To kick things off with this particular review, I should probably mention that this was one of those series of books I never owned. But I do remember them, all the same. I'm not sure if I knew anyone who had them, but I definitely saw them at libraries, and remember some of the spooky images pretty plainly.
Apparently, the imagery had a lot to do with what made this series stick out. These were a set of books more or less directed at kids as a sort of campfire horror story deal, and evidently they were pretty effective. It was a good way to dip your toes into horror, because for as eerily creepy as a lot of these stories and images were, they were relatively tame, playing largely on the imagination. It was perfect for impressionable kids, and I know of some people out there who even made it a Halloween tradition, right into adulthood, to read these stories. Speaking of which, I'd have to say that this is pretty much the first true Halloween movie we have for this year, too. In fact, we open on Halloween night here.
Stella (Zoe Margaret Colletti), Auggie (Gabriel Rush), and Chuck (Austin Zajur), are setting out for their last trick-or-treating session. They have a run-in with neighborhood bully, Tommy (Austin Abrams), provoke him, and hide at a drive-in theater, in the car of some guy named Ramón (Michael Garza). They eventually get away, thanks to Ramón's help, and decide that since it's Halloween, it's about time they did something cooler than trick-or-treating.
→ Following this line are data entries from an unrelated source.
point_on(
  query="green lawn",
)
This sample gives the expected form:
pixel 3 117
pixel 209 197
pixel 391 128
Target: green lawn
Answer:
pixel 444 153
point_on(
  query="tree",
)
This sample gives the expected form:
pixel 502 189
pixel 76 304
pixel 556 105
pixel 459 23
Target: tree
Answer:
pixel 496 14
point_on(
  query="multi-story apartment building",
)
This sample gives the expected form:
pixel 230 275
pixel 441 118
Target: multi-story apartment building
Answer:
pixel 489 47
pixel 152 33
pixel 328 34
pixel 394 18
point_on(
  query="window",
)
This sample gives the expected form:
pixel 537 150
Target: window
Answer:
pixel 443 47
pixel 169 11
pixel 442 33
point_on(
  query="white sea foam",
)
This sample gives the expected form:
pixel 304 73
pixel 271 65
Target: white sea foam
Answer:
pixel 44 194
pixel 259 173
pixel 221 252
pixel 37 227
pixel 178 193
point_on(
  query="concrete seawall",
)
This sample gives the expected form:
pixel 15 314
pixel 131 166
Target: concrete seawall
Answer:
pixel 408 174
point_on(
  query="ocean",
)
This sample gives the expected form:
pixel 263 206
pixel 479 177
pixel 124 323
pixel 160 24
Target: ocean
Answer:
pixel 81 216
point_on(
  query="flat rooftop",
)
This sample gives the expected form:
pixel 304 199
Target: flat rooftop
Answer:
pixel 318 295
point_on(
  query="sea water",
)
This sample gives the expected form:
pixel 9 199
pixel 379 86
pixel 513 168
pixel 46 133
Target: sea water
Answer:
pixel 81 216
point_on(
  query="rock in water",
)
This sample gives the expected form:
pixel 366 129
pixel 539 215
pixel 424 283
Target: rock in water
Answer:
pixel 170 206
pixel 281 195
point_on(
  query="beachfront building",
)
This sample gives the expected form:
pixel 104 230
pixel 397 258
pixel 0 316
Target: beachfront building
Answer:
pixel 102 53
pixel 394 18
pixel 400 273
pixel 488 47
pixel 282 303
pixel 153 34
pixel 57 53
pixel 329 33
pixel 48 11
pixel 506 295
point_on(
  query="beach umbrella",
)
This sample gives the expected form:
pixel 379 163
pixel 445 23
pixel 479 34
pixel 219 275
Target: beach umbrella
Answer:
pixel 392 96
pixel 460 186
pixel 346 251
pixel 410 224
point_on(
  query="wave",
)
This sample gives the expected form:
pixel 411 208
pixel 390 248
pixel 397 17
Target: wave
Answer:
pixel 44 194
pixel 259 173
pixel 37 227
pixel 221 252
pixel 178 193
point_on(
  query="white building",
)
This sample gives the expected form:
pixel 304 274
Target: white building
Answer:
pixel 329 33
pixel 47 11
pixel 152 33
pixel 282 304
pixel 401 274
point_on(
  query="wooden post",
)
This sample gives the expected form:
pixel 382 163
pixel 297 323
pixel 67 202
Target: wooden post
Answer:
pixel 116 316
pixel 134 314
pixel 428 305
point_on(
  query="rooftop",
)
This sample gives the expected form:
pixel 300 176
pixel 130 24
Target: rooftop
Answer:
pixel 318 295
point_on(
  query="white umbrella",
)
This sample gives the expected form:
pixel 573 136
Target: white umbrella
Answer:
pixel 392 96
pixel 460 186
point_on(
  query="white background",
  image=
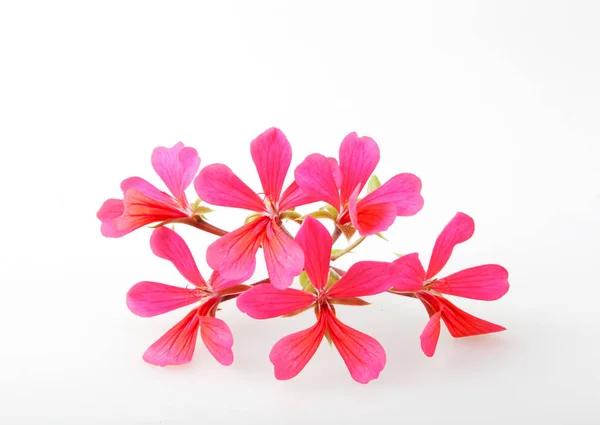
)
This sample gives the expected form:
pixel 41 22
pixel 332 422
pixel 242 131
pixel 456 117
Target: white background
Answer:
pixel 494 104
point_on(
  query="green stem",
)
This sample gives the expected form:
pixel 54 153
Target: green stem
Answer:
pixel 199 223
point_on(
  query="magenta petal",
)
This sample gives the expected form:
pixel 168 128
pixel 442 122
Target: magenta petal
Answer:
pixel 488 282
pixel 141 210
pixel 218 185
pixel 147 189
pixel 177 345
pixel 234 255
pixel 177 167
pixel 291 353
pixel 458 230
pixel 283 256
pixel 315 177
pixel 294 197
pixel 358 158
pixel 272 155
pixel 365 278
pixel 315 241
pixel 370 219
pixel 411 273
pixel 363 355
pixel 218 339
pixel 108 212
pixel 402 190
pixel 335 171
pixel 265 301
pixel 431 334
pixel 147 299
pixel 461 323
pixel 168 245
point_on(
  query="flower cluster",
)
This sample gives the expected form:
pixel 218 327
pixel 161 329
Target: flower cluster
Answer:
pixel 309 255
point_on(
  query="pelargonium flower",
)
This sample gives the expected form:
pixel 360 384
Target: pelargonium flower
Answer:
pixel 340 186
pixel 487 282
pixel 234 254
pixel 143 203
pixel 363 355
pixel 147 299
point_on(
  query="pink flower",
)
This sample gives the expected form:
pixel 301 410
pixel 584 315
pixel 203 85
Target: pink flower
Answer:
pixel 234 254
pixel 363 355
pixel 149 299
pixel 143 203
pixel 340 185
pixel 488 282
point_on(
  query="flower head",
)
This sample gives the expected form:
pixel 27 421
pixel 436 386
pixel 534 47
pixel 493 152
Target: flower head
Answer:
pixel 143 203
pixel 363 355
pixel 234 254
pixel 149 299
pixel 341 184
pixel 487 282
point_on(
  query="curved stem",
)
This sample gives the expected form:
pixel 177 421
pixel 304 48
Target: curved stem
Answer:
pixel 199 223
pixel 348 248
pixel 233 296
They soon find themselves at the allegedly haunted Bellows house. The story goes that young Sarah Bellows lived a tortured life, and kept some scary stories in a book. When Stella takes the book home to check out, she finds that it's writing itself, and causing real, but unnatural things to happen to her friends, perhaps even killing them off.
The film takes from a few things, and throws it all in a blender. It's a little bit 'Goosebumps', a little bit 'Neverending Story', and a little bit 'Final Destination' with just a hint of 'Are You Afraid of the Dark?'. But if i really wanted to compare the movie more specifically with something, I'd just call it a ballsier 'Goosebumps'. If the 'Goosebumps' movie was more aimed at kids, then this is sort of the next step up. I'm 37, and there were a few images here that even gave me the shivers a little. Of course, that's the brilliance of Guillermo Del Toro's creature designs - which by the way are just about 100% faithful to the books, as far as I've seen.
But for as decent as this was, it kinda hit me with that 'World War Z' vibe. What I mean by that is that I wish it played out as more of an anthology instead of what it ended up being, which was still good, just not quite what I'd hoped for. A 'Creepshow'-like anthology would have suited these stories well, and the multiple trailers really made it look like it was gonna go that way. Basically what we have here, though, is a re-imagining of what they did with 'Goosebumps' (the essential book coming to life idea).
It's still not at all a bad film though, and has the potential to become a new Halloween classic of sorts. It has done very well with audiences so far, and I could see it becoming a traditional Halloween movie to check out annually for yours truly. I didn't love it to pieces, and I wish it had gone a certain way, but I have to say that things could have been much worse. This at least has some potential to grow on me, over time.